In an early intervention, the new psychiatrist elicited the patient’s cognitions about having bipolar disorder and taking medication. As he revealed cognitions such as “I don’t think I really have bipolar disorder,” “I hate taking medication,” “Sometimes, I think I’d be better off with no medication,” the psychiatrist used a collaborative CBT approach to examine the evidence for these beliefs. Psychoeducation and motivational interviewing were used to help the patient fully accept the diagnosis (for which there was strong supportive evidence), to weigh the advantages and disadvantages of pharmacotherapy, and to develop a mutually acceptable plan for revising his medication regimen to attempt to gain better control over the mood swings. Behavioral methods were also used to enhance adherence.

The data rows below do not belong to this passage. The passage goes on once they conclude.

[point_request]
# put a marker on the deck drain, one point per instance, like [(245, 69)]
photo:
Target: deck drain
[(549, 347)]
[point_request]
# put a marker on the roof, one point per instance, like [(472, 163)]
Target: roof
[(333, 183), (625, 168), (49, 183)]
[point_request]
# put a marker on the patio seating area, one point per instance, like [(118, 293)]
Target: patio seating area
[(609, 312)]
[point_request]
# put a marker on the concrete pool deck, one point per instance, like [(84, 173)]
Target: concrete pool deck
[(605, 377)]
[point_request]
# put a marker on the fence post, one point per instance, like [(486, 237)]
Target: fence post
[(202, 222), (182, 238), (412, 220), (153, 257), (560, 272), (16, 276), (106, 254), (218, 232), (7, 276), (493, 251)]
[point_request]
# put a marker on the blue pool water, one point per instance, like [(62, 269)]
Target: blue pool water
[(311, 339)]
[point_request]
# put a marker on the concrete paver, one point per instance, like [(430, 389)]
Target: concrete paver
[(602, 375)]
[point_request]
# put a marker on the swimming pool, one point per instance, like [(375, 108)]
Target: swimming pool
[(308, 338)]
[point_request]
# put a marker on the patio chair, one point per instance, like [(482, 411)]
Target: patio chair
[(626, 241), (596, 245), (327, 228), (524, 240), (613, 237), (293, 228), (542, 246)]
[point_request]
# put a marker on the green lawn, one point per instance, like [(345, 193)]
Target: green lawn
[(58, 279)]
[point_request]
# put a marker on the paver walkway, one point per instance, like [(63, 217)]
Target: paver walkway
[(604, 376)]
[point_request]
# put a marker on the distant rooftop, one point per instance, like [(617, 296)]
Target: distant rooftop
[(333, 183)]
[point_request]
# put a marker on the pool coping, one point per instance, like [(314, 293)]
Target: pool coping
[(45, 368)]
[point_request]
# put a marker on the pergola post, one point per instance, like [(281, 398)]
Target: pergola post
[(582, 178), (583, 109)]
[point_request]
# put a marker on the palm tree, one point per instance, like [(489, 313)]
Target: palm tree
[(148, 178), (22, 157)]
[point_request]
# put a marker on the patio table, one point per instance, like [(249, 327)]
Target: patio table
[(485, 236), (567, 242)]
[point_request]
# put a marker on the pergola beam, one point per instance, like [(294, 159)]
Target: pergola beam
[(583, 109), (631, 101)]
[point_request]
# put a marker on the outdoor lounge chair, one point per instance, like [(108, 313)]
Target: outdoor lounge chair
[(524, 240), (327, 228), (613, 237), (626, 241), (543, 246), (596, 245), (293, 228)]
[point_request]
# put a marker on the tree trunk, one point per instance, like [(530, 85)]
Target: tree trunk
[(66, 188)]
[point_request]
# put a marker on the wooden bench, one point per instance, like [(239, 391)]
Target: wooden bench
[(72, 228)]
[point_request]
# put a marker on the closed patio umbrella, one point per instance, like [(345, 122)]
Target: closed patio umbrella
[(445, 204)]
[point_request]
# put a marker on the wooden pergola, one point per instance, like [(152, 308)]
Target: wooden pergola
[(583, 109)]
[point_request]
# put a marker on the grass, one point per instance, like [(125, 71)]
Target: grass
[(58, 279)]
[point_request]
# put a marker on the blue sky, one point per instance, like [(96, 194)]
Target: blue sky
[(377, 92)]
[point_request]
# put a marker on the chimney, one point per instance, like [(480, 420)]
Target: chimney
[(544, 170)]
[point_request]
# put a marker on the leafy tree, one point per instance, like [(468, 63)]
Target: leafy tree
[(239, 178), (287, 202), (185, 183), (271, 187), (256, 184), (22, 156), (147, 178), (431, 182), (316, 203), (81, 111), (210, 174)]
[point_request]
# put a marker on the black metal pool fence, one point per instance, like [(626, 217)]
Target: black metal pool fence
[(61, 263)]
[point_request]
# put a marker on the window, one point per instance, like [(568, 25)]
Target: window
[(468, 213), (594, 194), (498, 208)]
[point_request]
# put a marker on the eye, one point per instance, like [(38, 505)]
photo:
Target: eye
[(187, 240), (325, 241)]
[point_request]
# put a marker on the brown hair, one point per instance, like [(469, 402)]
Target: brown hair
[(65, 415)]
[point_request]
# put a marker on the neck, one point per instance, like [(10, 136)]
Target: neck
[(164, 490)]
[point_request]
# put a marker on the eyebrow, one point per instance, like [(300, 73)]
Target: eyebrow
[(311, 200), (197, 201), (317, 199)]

As treatment proceeded, brief sessions were enriched by use of CBT methods to improve the patient’s sleep patterns; to teach him to write coping cards (for reducing irritability in interpersonal situations); and to help him identify cognitive errors, such as magnifying positive attributes and minimizing risks that had commonly occurred when he became manic. Treatment goals included improving adherence and gaining CBT skills that might reduce the risk of relapse.
Hallucinations in schizophrenia
Despite intensive treatment with antipsychotic medication, the patient continued to have auditory hallucinations that harassed and condemned her. She was receiving high-dose clozapine and reported full adherence with the medication regimen. Her psychiatrist monitored the treatment with clozapine carefully but also used CBT methods that have been adapted for schizophrenia to try to reduce the negative impact of the residual symptoms.7,8,17 These methods included normalizing the experience of hallucinations, examining the evidence for the validity of the voice content (eg, “You’re stupid,” “You deserve to die,” “You should have never been born”), coaching the patient on useful behaviors to lower the intensity and the influence of the voices, and writing out a coping card for managing the voices. Although the patient continued to experience hallucinations, the CBT component of treatment appeared to significantly reduce the distress associated with psychotic symptoms and improve her ability to function in everyday life.
In our clinical practices, some patients are treated with brief sessions only, some have longer sessions for part or all of their treatment, still others are treated in collaboration with nonphysician therapists who provide more extensive psychotherapy.13 The indications for selecting these different formats for combined CBT and medication have not been studied systematically.
Although brief sessions can provide a useful treatment alternative for some patients, we recommend longer sessions when patients have symptoms that require intensive psychotherapy, psychosocial problems that need to be addressed in 50-minute sessions, a desire to have intensive therapy in long sessions, or a failure to respond to combined brief CBT and medication.
As psychiatric practice continues to evolve, the biological understanding and treatment of mental disorders is likely to gain more importance. However, there will still be a need for psychiatrists who can combine psychotherapy with biological treatments in the service of helping patients reduce symptoms and cope better with illness. CBT appears to offer potential for effective use in brief sessions and deserves further development and study as a therapeutic tool for combined pharmacotherapy and psychotherapy. We look forward to further refining and testing this approach.
Dr Wright is professor in the department of psychiatry and behavioral sciences at the University of Louisville School of Medicine in Kentucky. Dr Thase is professor in the department of psychiatry, mood and anxiety disorders treatment and research program at the University of Pennsylvania School of Medicine in Philadelphia.